In the years since, Treasury has expanded its toolkit for delaying a default if the federal government passes the debt ceiling. But none of the options buy as much time simply because the deficit is so much bigger. Heading into the debate, Republicans appear to have a stronger hand today than they did 15 years ago.

"I don't think people were as energized as they are today about the structural size of the deficit," Hawke says. And the public is highly skeptical about the need to lift the limit, with 63% opposing a hike in a recent CBS/ New York Times poll, and only 27% supporting one.

On the Hill, a much more concerted effort is already under way to sell the necessity of taking action. Business groups, led by the U.S. Chamber of Commerce, are lobbying lawmakers, with a focus on the House Republican's sizable freshmen class. Wall Street executives are weighing in, too, telling Republicans that a delay could wreak havoc on the markets.

Boehner, a student of Gingrich's overreach and its political consequences, has privately assured industry executives he understands the gravity of a default. The price of GOP support, however, will be steep spending cuts and structural reforms, as-yet unnamed.

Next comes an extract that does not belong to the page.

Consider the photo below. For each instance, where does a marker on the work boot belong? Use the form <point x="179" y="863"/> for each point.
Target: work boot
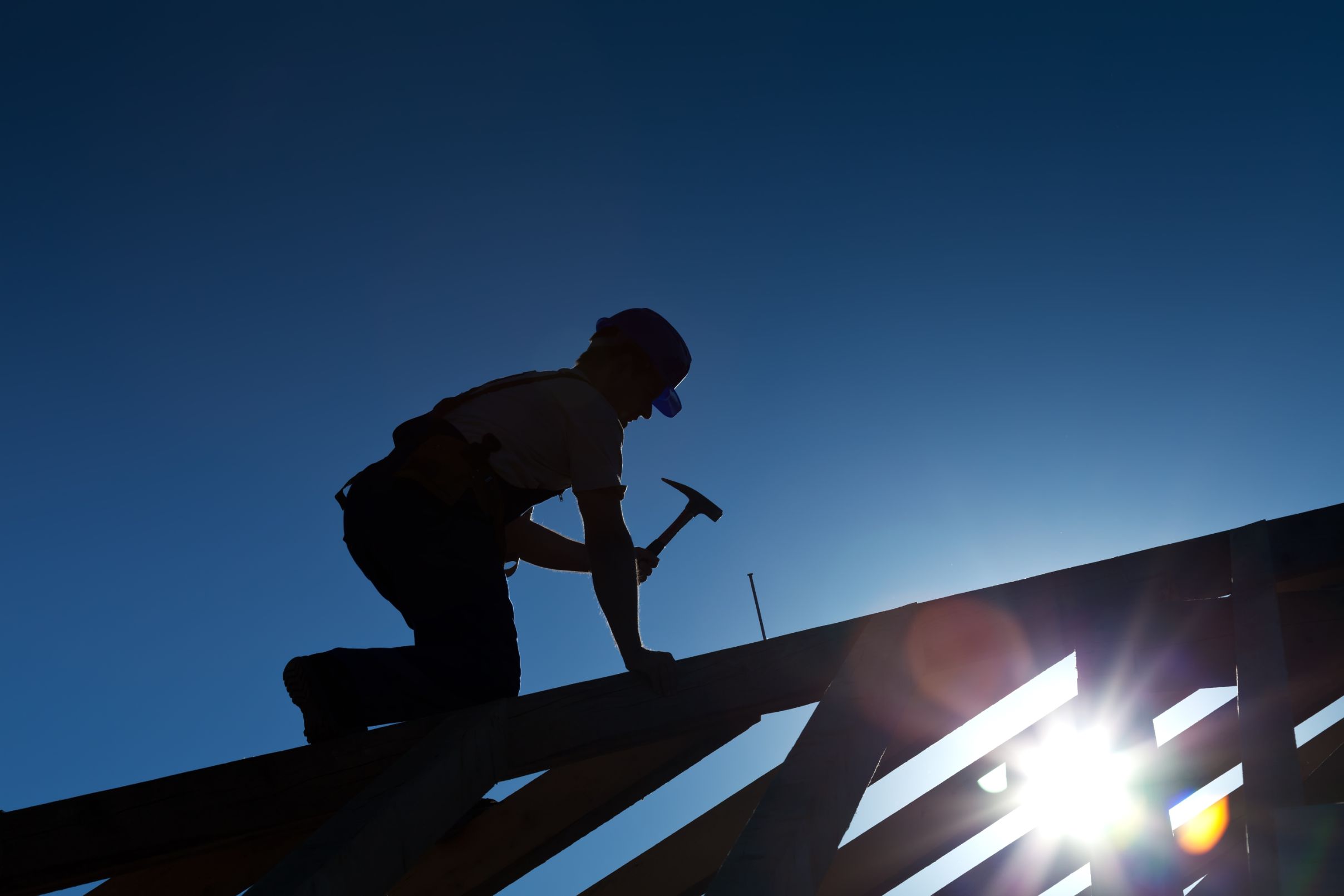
<point x="315" y="684"/>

A Republican operative and veteran of the last showdown says the party, now as then, wants to find a resolution. "It's about forcing the other side to negotiate toward a deadline, which is a good thing in a political system designed to avoid making decisions," he says. But as Rubin notes, in the intervening years, as our deficits ballooned, our system lost credibility on fiscal matters. "Now the world is looking at us, and we face these enormous deficits," he says, "and there's just a lot more concern about whether our system is going to deal effectively with all this."